Imagine my own moral unease when I realized I was enjoying myself.

Historians and musicologists argue about whether Platée is opera bouffe, ballet comique, or ballet lyrique. In any case, there is more dancing than singing. And in this production, the dancing isn’t merely comique, but riotously funny. The Chorus of Frogs are delightful. There are not one but two travesti-ballets, the last of which features the Three Graces, hearty young men in bras and jockey shorts, who do a dance and a series of intricate allemandes, all while holding hands. (I noticed there were a lot of children in the audience, and I wonder if their parents had known they were going to be witnessing quite so much cross-dressing.)

The music for one of the ballets was quite dull, but the production partly made up for it by having much of the cast, and some of the dancers, fall asleep. Another production featured what I can only describe as the Domestic Abuse Ballet, wherein loving couples slapped, pummeled, kicked, and strangled each other throughout. The corps de ballet got quite a workout in this one.

Go for the comedy, but note that the moral tone makes one yearn for revolution by guillotine.

Kathleen August 13, 2007 at 11:15 pm

Kathy’s comments: In Platee, Jupiter and Juno were both garbed all in sparkly violet, looking rather like anime characters. We took a backstage tour on Saturday afternoon, passing through the wig shop on the way. The collection of wigs included two purple ones, which I recognized as Jupiter and Juno’s.

The Santa Fe Opera changes scenes by lowering the sets on a GIGANTIC elevator. They go two stories down, where they are switched out for the sets for the next opera. All the stuff at SFO is stored below the stage, since there are virtually no wings on the same level as the stage.

Backstage and just outside of the building, there was a little gnome garden, and right next to it a sign “Parking for Clergy.” I wondered what kind of clergy the gnomes required, or, for that matter, the opera singers.

Rebecca August 14, 2007 at 12:26 am

Thanks a bunch for the review of Platee, WJW. I was curious about it and rather wished that the Taos Toolbox schedule had allowed me to see it rather than another Boheme. (But didn’t you love that slinky Musetta in her red dress in Act II?) And now I am sorry to have missed the Chorus of Frogs.

qtera31 August 14, 2007 at 5:30 pm

Wow – Now I REALLY want to see Platee! You had me with – “green slime everywhere. We are in a swamp “ And – “hearty young men in bras and jockey shorts, who do a dance and a series of intricate allemandes, all while holding hands.” This IS my kind of entertainment to be sure. La Boheme is was good but…..no blond cupids in bikinis.
-Patricia

dubjay August 14, 2007 at 9:08 pm

Musetta was the highlight of Boheme, to be sure. Added a bit of Lively Sitcom to the Grand Tragedy that was going on elsewhere.

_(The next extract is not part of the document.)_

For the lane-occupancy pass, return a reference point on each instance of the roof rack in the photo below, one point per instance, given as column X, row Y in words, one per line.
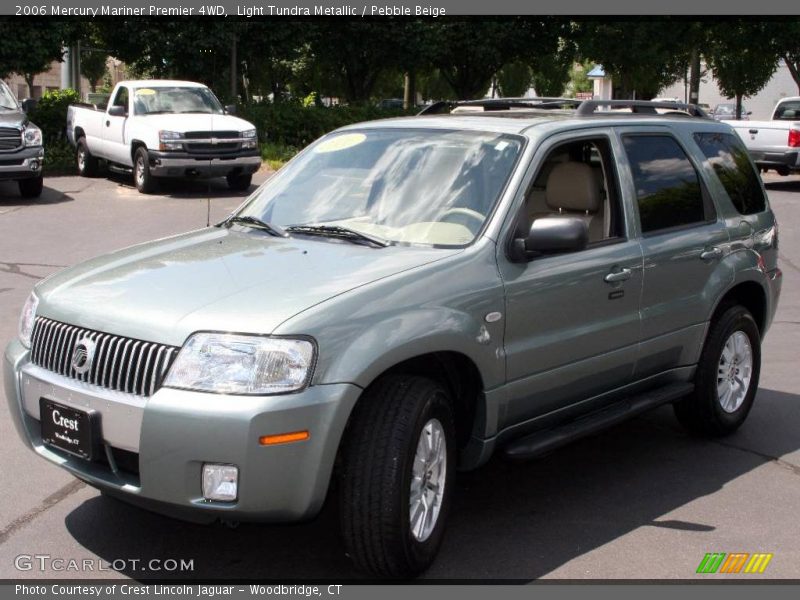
column 589, row 108
column 492, row 104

The staging of Platee was based on a production at the Paris Opera a few years ago, from which I drew the YouTube video clips.

David August 20, 2007 at 3:59 am

I love the idea of a tailgate party for La Boheme.

erika October 29, 2007 at 1:53 am

um the ‘clergy’ mentioned in the first comment is the props master. he’s also recently been ordained as a priest. i’ve worked there for the past six seasons.

dubjay October 29, 2007 at 4:36 am

Oh. Cool.

I’m an ordained minister myself, and wondered if I could park there.